The governor refused Montchenu permission to visit Madame Bertrand, which drove her to distraction, as the marquis had seen her ailing mother in France before setting off for St Helena. Napoleon still declined to meet the commissioners, which suited Lowe. Count Bertrand had conveyed the message that ‘if they wished to be introduced as private persons’ they should apply to him, but ‘The Emperor’ would not receive them officially. He did not recognise the right of the Allied powers to arbitrate upon his fate. He was the prisoner of England ‘in fact, but not in right’, but not the prisoner of Europe.27

Lowe fretted about what the commissioners were doing, determined to prevent any undue association between them and the people at Longwood. They in turn, finding themselves watched and their freedom curtailed, complained about him to their home governments, so adding to Lowe’s growing unfavourable reputation. Count Balmain’s assessment went to the Czar: ‘The responsibility with which he has been charged makes him tremble, and he becomes alarmed at the slightest incident, puzzles his brain for hours over nothing, and does with vast trouble what any one else would do in a minute.’28 Balmain had no idea at the time that he was writing about his future father-in-law.
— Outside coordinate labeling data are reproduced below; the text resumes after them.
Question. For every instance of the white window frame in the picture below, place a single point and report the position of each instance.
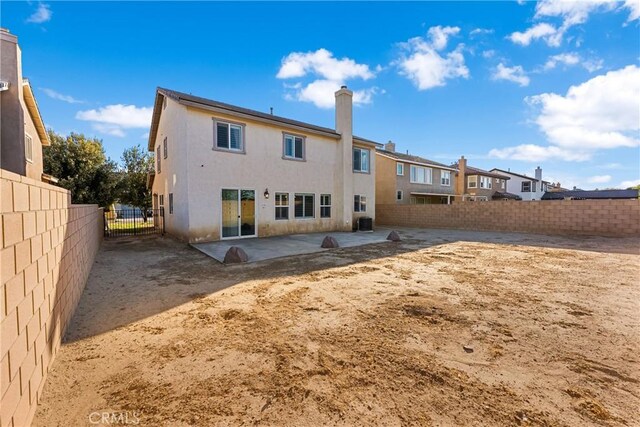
(28, 147)
(413, 175)
(304, 197)
(293, 137)
(282, 206)
(446, 174)
(325, 205)
(368, 152)
(229, 125)
(359, 203)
On 10 July, O’Meara sent a letter from Longwood to Sir Thomas Reade, officially the governor’s deputy adjutant-general, effectively his espionage agent. In it the doctor sounded remarkably like a spy himself: ‘I understand from Madame that they have it in contemplation here to forward a letter of complaint against Sir Hudson to England (by what channel I did not understand), containing, no doubt, divers untruths, and praying he may be recalled. You had better give Sir Hudson a hint about it, but let it be between you and him only; as, though I have some reason to think that some plot is hatching, I am not quite sure of it, and any premature disclosure of it would not be the thing.’ 29

He went on to protest again about the food supplies to Longwood, lodging the blame to Balcombe’s partners rather than to the man he claimed as a friend. He said that Montholon was building up a file, finding out the price of every item of food and drink brought to the house. However, the purveyor had defenders in Sir Pulteney and Lady Malcolm, who were still at The Briars. Lady Malcolm wrote to her aunt, the wife of Admiral Lord Keith, that she sympathised with Balcombe for having to feed the ingrates at Longwood: ‘They complained that the wine was bad, but how can it be otherwise, for if they get a week’s supply at a time, the servants drink it all in three days.’ Bonaparte had a great appetite and demanded a roast every day; after fourteen consecutive days of roast pork, he complained: ‘“Encore cochon de lait”. It was the fault of his own people, who took the turkeys and geese, and continued to send the pigs to his table!’30 But the cost of catering was enormous and Bonaparte himself had said that Balcombe ‘costs more than he is worth’.

Meanwhile, the Colonial Office had sent out the components for a new prefabricated house to make the prisoner and his retinue more comfortable.